One of the first academic treatments of the idea was a 1923 book called “Rhythm, Life and Creation” by Estonian-born researcher Nikolai Pärna, published in German. But biorhythms remained largely obscure until the 1970s, when the concept exploded in the United States. Pocket calculators and desktop programs that generated personal biorhythm charts became a minor cultural phenomenon. Some companies even experimented with using biorhythm charts to schedule workers away from dangerous tasks on their critical days.
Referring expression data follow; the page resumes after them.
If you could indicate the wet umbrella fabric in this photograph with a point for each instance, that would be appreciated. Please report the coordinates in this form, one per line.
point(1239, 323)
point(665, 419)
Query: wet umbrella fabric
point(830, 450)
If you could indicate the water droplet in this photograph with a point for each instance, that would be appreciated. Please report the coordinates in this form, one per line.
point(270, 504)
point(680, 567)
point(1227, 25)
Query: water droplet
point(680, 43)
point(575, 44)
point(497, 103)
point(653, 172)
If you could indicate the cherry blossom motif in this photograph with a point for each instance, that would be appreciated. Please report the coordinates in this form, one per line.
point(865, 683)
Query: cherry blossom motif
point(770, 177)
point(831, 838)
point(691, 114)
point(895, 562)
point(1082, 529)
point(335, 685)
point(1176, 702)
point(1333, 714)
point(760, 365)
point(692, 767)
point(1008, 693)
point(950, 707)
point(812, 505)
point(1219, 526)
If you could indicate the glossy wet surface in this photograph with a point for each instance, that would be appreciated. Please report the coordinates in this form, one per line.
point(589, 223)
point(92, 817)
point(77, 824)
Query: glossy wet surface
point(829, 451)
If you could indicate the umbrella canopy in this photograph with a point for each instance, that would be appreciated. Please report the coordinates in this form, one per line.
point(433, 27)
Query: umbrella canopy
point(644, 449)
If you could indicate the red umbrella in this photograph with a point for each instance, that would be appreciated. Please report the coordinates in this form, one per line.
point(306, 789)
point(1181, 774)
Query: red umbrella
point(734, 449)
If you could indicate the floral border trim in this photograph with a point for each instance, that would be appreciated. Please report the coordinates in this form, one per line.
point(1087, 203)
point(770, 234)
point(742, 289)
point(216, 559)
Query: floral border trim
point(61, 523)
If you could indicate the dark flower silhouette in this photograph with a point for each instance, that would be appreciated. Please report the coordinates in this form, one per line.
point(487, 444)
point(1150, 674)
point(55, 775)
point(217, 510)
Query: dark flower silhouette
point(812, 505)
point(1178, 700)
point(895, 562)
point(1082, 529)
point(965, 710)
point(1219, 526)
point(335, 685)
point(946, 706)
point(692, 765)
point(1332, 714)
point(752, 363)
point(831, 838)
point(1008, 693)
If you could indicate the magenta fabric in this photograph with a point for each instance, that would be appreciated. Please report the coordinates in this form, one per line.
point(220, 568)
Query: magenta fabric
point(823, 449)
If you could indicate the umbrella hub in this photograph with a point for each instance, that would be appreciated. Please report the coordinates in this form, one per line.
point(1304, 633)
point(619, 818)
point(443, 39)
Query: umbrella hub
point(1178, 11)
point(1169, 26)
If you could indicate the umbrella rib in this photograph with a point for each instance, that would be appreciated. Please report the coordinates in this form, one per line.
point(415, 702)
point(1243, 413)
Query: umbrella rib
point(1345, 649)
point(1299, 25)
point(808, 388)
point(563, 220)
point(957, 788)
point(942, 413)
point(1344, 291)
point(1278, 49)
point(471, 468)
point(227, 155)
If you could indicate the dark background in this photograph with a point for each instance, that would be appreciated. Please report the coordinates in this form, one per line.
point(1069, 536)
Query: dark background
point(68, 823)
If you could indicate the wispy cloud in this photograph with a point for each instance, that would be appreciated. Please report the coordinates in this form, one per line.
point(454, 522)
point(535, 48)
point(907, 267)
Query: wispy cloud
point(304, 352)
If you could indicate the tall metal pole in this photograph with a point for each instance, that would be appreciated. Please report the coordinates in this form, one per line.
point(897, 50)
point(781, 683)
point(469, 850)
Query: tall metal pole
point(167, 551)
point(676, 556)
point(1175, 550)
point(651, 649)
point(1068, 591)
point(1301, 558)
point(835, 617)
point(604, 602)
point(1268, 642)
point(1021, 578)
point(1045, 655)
What the Evidence Actually Shows
When researchers put biorhythm theory to the test, the results were consistently negative. A study published in the journal Accident Analysis & Prevention examined 141 motor vehicle fatalities, splitting them into drug-free and drug-associated groups, and looked at whether the deaths clustered on theoretically “critical” days. No correlation was found for either group beyond what you’d expect from random chance. The study also tested three different methods of calculating biorhythm cycles and found that one popular biorhythm computer, the “Biomate,” was unreliable, flagging 10.6% more critical days than the theory actually predicted in a 300-case sample.
This study was not an outlier. Across decades of testing, no peer-reviewed research has confirmed that the 23-, 28-, or 33-day cycles have any predictive power for accidents, athletic performance, test scores, or health outcomes. The cycles are mathematically neat but appear to have no connection to any measurable biological process.
Biorhythms vs. Real Biological Rhythms
Part of what makes biorhythm theory appealing is that your body genuinely does run on rhythms. Chronobiology, the scientific study of biological timekeeping, has identified dozens of real cycles that regulate sleep, hormone release, body temperature, alertness, and more. Your circadian rhythm, the roughly 24-hour cycle driven by a master clock in the brain, is the best known. There are also shorter cycles (like the 90-minute sleep stages you move through each night) and longer ones (like the roughly 28-day menstrual cycle).
The key difference is that real biological rhythms are generated by identifiable molecular and cellular mechanisms. They respond to light, food, social cues, and other environmental signals. They vary from person to person and shift with age, illness, and behavior. Biorhythm theory, by contrast, claims that three rigid, unvarying sine waves start at birth and never change regardless of what happens in your life. There is no known biological clock or mechanism that would produce a fixed 23- or 33-day cycle in every human being.
So while the general intuition behind biorhythms (that your energy, mood, and mental sharpness fluctuate over time) is correct, the specific theory that these fluctuations follow three precise, birth-anchored sine waves is not supported by science. The real patterns in your daily energy and mood are better explained by sleep quality, stress, nutrition, exercise, and your circadian system than by a chart based on your birthday.